When a child is only valued for bringing home high grades in school or having attained athletic prowess, he grows up with poor self-esteem. His entire sense of worth is predicated on his parents’ approval for acting in certain ways and ‘doing.’ His only sense of lovability and value are contingent on how much he achieves, according to abstract standards of ‘perfect performance’ his parents have set for him.
The biggest problem with this type of upbringing is, the child who’s a product of it never has opportunity to appreciate myriad facets, talents and abilities he has outside of his parental ideations of who he should become~ but more tragically, he never gets to feel cherished and valued for simply BEING the adorable, sweet and bright child that he is. This is the equivalent of withholding affection to a dog, unless he obeys commands you impose on him to do tricks for you.
This dog OR child develops no sense of intrinsic worth, given that he must perform in order to gain any feeling that he matters to you, and that he is loved just for being himself. Incidentally, children who grow up in this type of environment are often shamed for feeling good about their achievements and accused of being “prideful,” which is considered a sin.
This damed if he doesn’t accomplish, yet damned if DOES, often spawns psychosis in the developing child. He struggles to find a way to remain in-between two polar opposites: His parent’s disapproval and the loss of their “love” if he fails to achieve what’s expected of him, and the shame of feeling better about himself, if he feels any degree of satisfaction or glee as a result of his victories. How does one even exist within these rigid parameters?? Beats the hell outta Me!
I worked with a client for a short time who, like all the people who’ve found their way to my practice, had no self-worth. Intellectually, he understood that he had various skills and talents, but could not own them. They were not integrated and held in his cellular structure.
One day this client called, saying he’d done something that uplifted him. It made him feel light and good. Almost immediately, he placed himself under a virtual microscope to analyze those light, good feelings, and questioned whether he’d engaged in “virtue signaling.” The moment he went into his head to analyze his emotions, the desirable, enjoyable feeling states evaporated, and he fell back into his familiar depressive state of being.
Children who grow up feeling poorly about themselves due to defective parenting, tend to compulsively destroy any positive feelings and experiences that happen in their day to day lives.

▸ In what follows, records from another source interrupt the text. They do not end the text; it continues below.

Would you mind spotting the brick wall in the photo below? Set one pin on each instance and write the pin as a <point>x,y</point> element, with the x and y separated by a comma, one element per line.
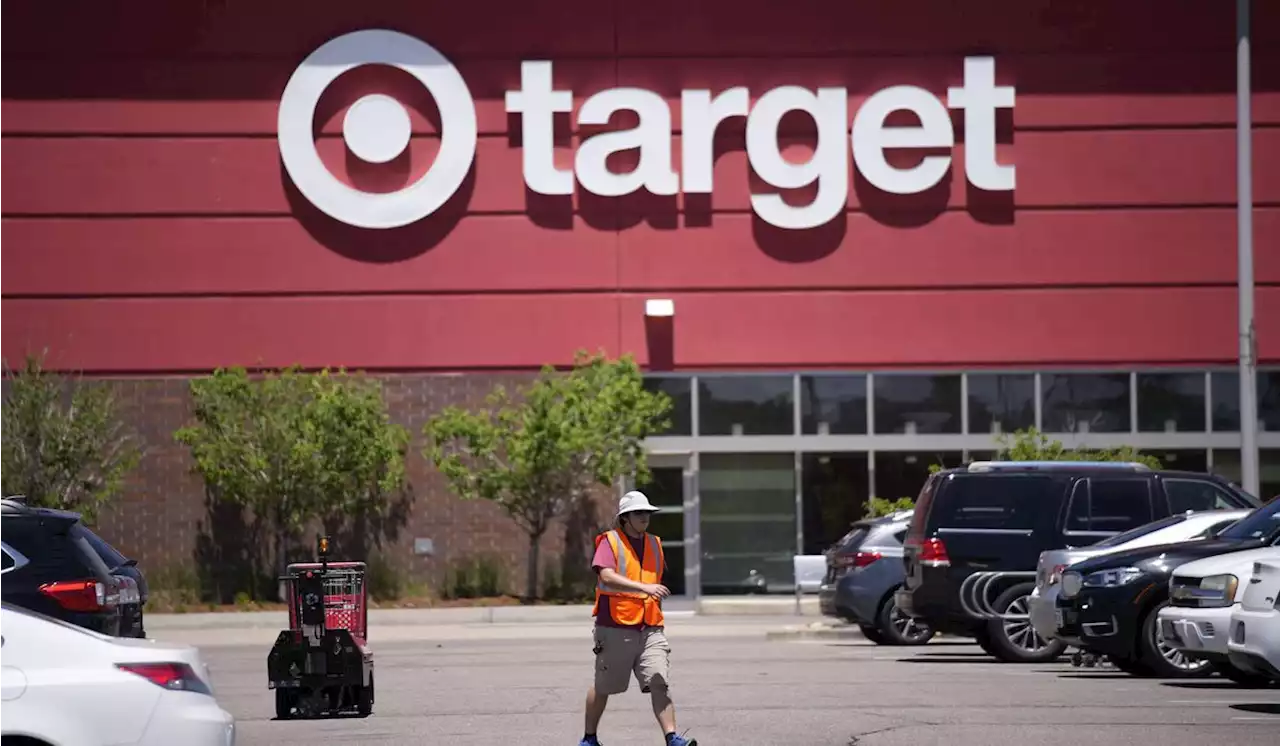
<point>163,512</point>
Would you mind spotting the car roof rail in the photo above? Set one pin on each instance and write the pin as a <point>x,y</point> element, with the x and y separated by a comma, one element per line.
<point>982,466</point>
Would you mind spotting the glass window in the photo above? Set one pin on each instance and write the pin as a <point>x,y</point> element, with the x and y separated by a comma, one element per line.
<point>992,500</point>
<point>1197,495</point>
<point>681,412</point>
<point>1226,401</point>
<point>835,490</point>
<point>1001,403</point>
<point>745,404</point>
<point>833,404</point>
<point>914,403</point>
<point>748,521</point>
<point>1171,402</point>
<point>1086,402</point>
<point>1110,504</point>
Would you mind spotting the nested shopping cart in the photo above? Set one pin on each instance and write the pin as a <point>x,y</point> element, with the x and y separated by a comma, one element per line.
<point>321,664</point>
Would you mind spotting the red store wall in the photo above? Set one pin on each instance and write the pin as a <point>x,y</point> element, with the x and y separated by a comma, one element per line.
<point>146,224</point>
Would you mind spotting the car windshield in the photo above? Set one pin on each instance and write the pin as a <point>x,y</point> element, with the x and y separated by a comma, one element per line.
<point>110,555</point>
<point>1141,531</point>
<point>1261,523</point>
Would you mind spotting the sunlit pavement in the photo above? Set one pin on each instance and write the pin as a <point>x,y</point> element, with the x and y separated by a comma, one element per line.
<point>526,687</point>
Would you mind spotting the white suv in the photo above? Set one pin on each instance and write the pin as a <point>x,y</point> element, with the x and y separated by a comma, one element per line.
<point>1253,644</point>
<point>1202,595</point>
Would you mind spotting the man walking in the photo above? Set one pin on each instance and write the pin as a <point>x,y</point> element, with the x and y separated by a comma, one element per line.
<point>629,623</point>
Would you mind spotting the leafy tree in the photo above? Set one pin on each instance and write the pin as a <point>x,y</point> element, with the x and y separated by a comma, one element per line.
<point>62,442</point>
<point>539,454</point>
<point>293,447</point>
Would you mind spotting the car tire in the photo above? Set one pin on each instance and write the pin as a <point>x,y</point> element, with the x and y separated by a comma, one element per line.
<point>873,634</point>
<point>1166,662</point>
<point>899,628</point>
<point>1015,640</point>
<point>1242,677</point>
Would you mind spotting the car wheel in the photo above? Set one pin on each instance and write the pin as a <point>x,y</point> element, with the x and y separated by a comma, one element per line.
<point>1242,677</point>
<point>900,628</point>
<point>873,635</point>
<point>1013,637</point>
<point>1164,660</point>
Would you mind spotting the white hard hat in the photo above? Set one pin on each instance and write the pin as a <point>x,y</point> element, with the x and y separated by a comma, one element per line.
<point>635,500</point>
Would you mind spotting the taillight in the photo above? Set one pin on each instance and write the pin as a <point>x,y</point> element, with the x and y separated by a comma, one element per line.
<point>78,595</point>
<point>933,552</point>
<point>170,676</point>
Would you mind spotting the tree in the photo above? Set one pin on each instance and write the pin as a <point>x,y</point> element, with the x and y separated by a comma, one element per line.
<point>295,447</point>
<point>62,442</point>
<point>539,454</point>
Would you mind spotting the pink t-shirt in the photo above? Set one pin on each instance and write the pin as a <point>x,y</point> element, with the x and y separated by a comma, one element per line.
<point>604,558</point>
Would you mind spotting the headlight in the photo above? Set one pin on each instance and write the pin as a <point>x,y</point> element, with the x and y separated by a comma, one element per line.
<point>1072,582</point>
<point>1212,591</point>
<point>1105,579</point>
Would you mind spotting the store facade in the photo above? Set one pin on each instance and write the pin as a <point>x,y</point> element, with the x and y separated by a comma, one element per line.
<point>849,242</point>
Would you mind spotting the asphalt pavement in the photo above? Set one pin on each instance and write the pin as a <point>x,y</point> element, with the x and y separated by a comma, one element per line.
<point>511,683</point>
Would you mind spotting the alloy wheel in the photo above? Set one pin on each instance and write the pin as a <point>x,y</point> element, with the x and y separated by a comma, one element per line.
<point>1018,626</point>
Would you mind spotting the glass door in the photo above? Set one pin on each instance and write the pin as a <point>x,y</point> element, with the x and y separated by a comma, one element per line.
<point>671,488</point>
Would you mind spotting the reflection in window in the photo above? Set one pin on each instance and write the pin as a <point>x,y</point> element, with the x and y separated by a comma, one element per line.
<point>1226,401</point>
<point>1001,402</point>
<point>835,495</point>
<point>681,412</point>
<point>914,403</point>
<point>1086,402</point>
<point>903,474</point>
<point>1171,402</point>
<point>833,404</point>
<point>745,404</point>
<point>748,509</point>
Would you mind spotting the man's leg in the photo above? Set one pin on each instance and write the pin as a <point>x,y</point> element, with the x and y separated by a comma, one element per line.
<point>653,671</point>
<point>615,654</point>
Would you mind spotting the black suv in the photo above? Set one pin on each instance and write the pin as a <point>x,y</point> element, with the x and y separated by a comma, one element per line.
<point>978,532</point>
<point>49,563</point>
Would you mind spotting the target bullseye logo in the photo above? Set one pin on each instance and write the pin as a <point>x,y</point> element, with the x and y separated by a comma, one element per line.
<point>376,128</point>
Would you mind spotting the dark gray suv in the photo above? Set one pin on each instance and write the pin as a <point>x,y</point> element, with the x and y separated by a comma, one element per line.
<point>863,571</point>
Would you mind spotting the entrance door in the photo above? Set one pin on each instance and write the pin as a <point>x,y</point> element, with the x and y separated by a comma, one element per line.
<point>672,488</point>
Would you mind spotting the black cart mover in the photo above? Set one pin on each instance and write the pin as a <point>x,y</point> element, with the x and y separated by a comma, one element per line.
<point>321,664</point>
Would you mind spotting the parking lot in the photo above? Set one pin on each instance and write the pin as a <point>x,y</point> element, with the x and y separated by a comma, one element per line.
<point>743,690</point>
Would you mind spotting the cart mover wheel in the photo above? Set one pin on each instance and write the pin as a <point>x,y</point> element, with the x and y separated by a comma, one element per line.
<point>284,701</point>
<point>365,698</point>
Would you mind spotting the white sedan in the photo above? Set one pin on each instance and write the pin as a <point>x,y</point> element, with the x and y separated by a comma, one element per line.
<point>62,685</point>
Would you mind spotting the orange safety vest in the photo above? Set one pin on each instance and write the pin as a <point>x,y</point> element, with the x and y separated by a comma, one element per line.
<point>629,607</point>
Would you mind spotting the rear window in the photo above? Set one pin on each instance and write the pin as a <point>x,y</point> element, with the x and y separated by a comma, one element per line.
<point>995,500</point>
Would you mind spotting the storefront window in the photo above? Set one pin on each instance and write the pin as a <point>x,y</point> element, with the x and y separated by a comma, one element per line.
<point>1086,402</point>
<point>745,404</point>
<point>748,509</point>
<point>833,488</point>
<point>912,403</point>
<point>903,474</point>
<point>833,404</point>
<point>681,413</point>
<point>1001,402</point>
<point>1171,402</point>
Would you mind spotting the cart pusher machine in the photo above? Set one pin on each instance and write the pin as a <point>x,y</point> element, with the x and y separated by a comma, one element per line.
<point>321,664</point>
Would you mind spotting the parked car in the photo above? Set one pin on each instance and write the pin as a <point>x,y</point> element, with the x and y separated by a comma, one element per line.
<point>978,531</point>
<point>1110,604</point>
<point>1180,527</point>
<point>1253,644</point>
<point>71,686</point>
<point>863,571</point>
<point>1202,596</point>
<point>50,567</point>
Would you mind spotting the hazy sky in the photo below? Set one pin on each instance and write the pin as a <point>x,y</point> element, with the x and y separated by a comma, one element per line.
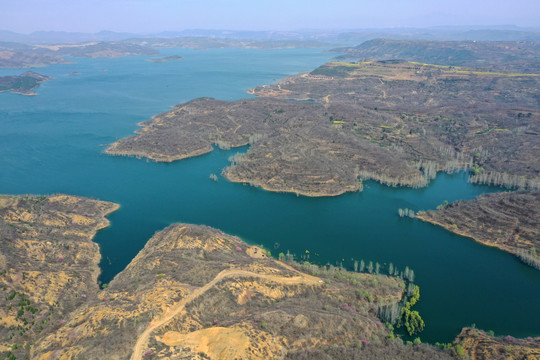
<point>159,15</point>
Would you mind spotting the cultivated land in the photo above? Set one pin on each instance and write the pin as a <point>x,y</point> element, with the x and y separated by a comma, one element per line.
<point>507,56</point>
<point>396,122</point>
<point>192,292</point>
<point>508,221</point>
<point>22,84</point>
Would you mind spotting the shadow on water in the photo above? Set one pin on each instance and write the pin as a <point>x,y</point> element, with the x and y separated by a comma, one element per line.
<point>53,143</point>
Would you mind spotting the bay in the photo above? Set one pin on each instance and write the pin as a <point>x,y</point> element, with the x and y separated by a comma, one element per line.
<point>54,142</point>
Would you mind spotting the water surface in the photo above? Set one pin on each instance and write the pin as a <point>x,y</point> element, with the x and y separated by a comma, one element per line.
<point>53,143</point>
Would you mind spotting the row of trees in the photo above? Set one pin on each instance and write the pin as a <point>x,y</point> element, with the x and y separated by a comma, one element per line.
<point>504,179</point>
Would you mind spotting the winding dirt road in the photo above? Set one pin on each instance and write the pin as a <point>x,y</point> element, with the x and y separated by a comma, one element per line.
<point>175,310</point>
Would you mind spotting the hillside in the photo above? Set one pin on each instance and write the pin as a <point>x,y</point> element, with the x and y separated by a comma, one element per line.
<point>192,292</point>
<point>508,221</point>
<point>14,55</point>
<point>48,265</point>
<point>393,121</point>
<point>508,56</point>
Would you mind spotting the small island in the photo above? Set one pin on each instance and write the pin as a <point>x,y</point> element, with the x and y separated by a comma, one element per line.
<point>393,121</point>
<point>166,58</point>
<point>22,84</point>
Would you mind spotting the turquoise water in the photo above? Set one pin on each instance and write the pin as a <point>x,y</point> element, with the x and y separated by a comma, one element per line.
<point>53,143</point>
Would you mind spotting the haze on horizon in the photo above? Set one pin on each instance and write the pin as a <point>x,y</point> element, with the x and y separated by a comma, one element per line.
<point>145,16</point>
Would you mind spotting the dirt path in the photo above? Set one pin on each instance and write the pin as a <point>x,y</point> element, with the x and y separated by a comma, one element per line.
<point>175,310</point>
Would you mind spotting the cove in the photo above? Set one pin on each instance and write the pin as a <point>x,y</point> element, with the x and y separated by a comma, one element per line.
<point>53,143</point>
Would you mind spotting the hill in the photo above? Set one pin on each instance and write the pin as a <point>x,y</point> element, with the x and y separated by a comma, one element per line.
<point>508,221</point>
<point>392,121</point>
<point>508,56</point>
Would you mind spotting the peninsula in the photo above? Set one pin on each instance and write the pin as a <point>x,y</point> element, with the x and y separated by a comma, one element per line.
<point>508,221</point>
<point>395,121</point>
<point>192,292</point>
<point>22,84</point>
<point>15,55</point>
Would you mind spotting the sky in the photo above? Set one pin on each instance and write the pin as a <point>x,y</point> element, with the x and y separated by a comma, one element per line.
<point>144,16</point>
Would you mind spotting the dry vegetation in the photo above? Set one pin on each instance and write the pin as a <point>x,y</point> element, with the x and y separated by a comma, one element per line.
<point>48,264</point>
<point>193,292</point>
<point>477,344</point>
<point>508,221</point>
<point>392,121</point>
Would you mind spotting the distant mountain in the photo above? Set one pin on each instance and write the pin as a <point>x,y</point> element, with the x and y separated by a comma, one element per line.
<point>338,36</point>
<point>511,56</point>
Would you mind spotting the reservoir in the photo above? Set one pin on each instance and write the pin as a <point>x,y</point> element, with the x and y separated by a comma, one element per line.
<point>54,142</point>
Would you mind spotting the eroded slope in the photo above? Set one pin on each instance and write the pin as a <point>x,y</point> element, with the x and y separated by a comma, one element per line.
<point>395,122</point>
<point>48,264</point>
<point>509,221</point>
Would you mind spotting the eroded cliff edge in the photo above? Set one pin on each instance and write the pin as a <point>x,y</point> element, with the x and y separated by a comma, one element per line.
<point>396,122</point>
<point>509,221</point>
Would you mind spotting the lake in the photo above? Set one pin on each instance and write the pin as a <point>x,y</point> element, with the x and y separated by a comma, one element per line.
<point>54,142</point>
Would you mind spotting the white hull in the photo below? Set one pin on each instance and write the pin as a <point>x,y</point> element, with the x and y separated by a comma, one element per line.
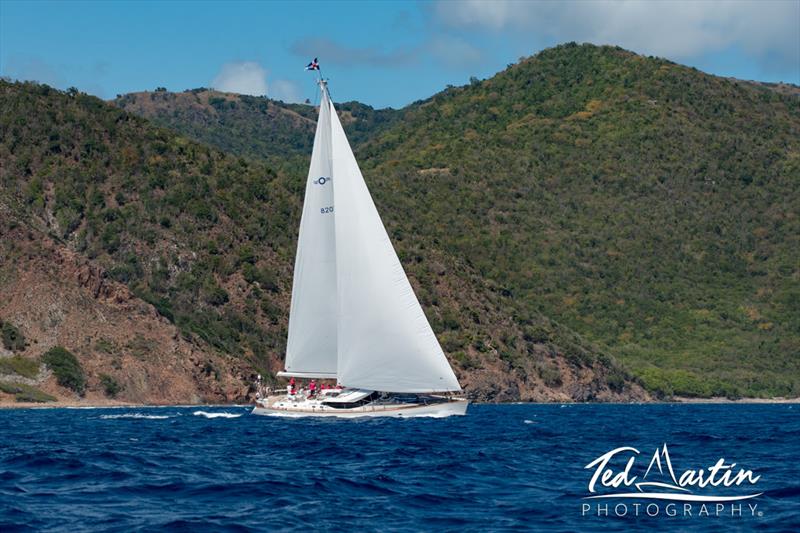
<point>283,408</point>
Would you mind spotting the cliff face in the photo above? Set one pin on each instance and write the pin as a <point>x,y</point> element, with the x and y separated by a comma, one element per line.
<point>56,297</point>
<point>645,205</point>
<point>165,265</point>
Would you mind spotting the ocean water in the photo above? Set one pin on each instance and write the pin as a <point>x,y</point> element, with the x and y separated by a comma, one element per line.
<point>502,467</point>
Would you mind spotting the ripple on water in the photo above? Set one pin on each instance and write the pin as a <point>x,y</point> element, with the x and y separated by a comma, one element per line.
<point>501,467</point>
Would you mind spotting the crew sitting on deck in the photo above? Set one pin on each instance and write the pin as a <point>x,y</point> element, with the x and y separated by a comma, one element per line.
<point>312,389</point>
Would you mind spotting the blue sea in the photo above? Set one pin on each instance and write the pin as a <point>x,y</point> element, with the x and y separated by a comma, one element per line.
<point>502,467</point>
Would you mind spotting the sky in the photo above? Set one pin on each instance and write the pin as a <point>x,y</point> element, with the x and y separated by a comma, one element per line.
<point>383,53</point>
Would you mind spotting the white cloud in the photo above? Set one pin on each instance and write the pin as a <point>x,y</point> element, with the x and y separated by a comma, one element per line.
<point>768,29</point>
<point>453,51</point>
<point>247,77</point>
<point>285,90</point>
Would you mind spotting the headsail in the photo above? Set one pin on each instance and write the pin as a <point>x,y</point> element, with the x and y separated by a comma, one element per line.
<point>385,343</point>
<point>311,346</point>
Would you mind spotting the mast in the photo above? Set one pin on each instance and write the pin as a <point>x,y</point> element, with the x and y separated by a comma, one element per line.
<point>311,345</point>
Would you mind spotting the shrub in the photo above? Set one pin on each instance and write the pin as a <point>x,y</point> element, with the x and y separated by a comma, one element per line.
<point>110,385</point>
<point>215,295</point>
<point>66,368</point>
<point>19,365</point>
<point>25,393</point>
<point>13,339</point>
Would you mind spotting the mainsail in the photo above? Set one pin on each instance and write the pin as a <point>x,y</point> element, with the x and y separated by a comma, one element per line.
<point>311,346</point>
<point>354,314</point>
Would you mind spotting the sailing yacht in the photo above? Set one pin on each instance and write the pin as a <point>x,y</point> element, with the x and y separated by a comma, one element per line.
<point>354,317</point>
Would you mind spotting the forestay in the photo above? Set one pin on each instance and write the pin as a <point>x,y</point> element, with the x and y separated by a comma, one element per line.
<point>385,342</point>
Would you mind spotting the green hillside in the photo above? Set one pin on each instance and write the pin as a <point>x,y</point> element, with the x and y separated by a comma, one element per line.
<point>208,238</point>
<point>650,207</point>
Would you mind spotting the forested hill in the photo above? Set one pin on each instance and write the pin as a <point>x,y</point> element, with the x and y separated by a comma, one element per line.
<point>144,266</point>
<point>650,207</point>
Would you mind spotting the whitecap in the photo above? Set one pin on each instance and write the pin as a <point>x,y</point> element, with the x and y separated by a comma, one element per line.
<point>216,415</point>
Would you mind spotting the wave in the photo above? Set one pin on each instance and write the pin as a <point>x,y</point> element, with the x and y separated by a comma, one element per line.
<point>137,416</point>
<point>216,415</point>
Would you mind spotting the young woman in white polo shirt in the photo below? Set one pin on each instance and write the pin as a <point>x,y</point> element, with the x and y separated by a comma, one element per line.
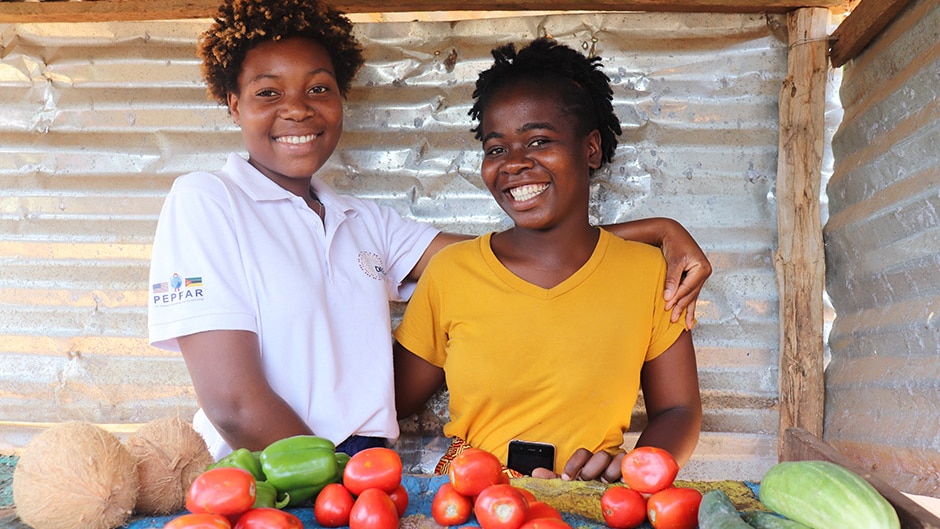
<point>274,287</point>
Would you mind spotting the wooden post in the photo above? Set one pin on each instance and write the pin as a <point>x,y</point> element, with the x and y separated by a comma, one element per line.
<point>800,259</point>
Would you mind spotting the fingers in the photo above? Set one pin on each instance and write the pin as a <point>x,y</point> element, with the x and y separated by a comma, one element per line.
<point>575,464</point>
<point>596,467</point>
<point>543,473</point>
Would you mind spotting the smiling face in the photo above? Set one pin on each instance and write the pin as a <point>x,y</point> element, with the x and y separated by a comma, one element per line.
<point>290,110</point>
<point>536,161</point>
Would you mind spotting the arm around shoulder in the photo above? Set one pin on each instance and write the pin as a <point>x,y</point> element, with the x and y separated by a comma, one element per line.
<point>673,402</point>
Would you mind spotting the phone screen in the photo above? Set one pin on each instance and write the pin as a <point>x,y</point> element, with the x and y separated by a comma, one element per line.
<point>526,456</point>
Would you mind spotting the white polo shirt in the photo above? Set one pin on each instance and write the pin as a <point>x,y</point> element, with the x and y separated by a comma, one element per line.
<point>233,250</point>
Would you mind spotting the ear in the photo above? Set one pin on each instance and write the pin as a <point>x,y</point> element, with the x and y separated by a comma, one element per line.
<point>232,99</point>
<point>593,146</point>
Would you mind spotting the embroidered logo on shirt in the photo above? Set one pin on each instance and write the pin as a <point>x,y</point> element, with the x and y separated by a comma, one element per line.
<point>372,265</point>
<point>177,290</point>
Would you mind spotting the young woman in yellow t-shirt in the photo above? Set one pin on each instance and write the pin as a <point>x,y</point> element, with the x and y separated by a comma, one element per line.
<point>546,331</point>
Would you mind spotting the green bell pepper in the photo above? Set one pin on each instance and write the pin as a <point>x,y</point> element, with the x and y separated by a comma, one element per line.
<point>266,495</point>
<point>300,466</point>
<point>243,459</point>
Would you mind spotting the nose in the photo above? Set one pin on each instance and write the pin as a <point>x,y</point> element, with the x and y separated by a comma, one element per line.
<point>516,161</point>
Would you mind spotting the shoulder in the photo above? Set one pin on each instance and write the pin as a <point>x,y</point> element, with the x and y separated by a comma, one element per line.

Joy and glee feel unfamiliar and foreign to them as adults, so they must be gotten rid of, the same way painful emotions always have. The instant you go into your HEAD to discern what you’re feeling and why you’re feeling it, those sensations you’re experiencing in your body, are dissociated from. This is the primary reason psychoanalysis (within the realm of psychiatry and psychotherapy) has never worked to eliminate and heal anyone’s pain, and it never will!
A true healing modality is experiential~ not cerebral. You can’t THINK yourself well when you’re down with the flu or you’ve incurred an injury. While positive visualization can play a part in your recovery process, the business of healing the body, heart and soul are NOT cerebral functions~ which is why millions spend decades in a psychotherapist’s office hoping their inner pain will abate, but regardless of how many brilliant insights they acquire about their lifelong agony, there it sits, indelibly etched on their soul.
Today’s “Cancel Culture” has flourished under Joe Biden’s regime. The divisiveness and racism that’s been promoted and sanctioned under this current administration (and the hackneyed jargon that’s attended it) has exacerbated the inability to freely experience joy or glee, in people who live with psychosis. These folks live with childhood programming that forces them to feel BAD when they’re feeling really good~ and while this reaction is by now, automatic and reflexive in them, the less than sane and rational segments of today’s society, propagate and promote this nonsense!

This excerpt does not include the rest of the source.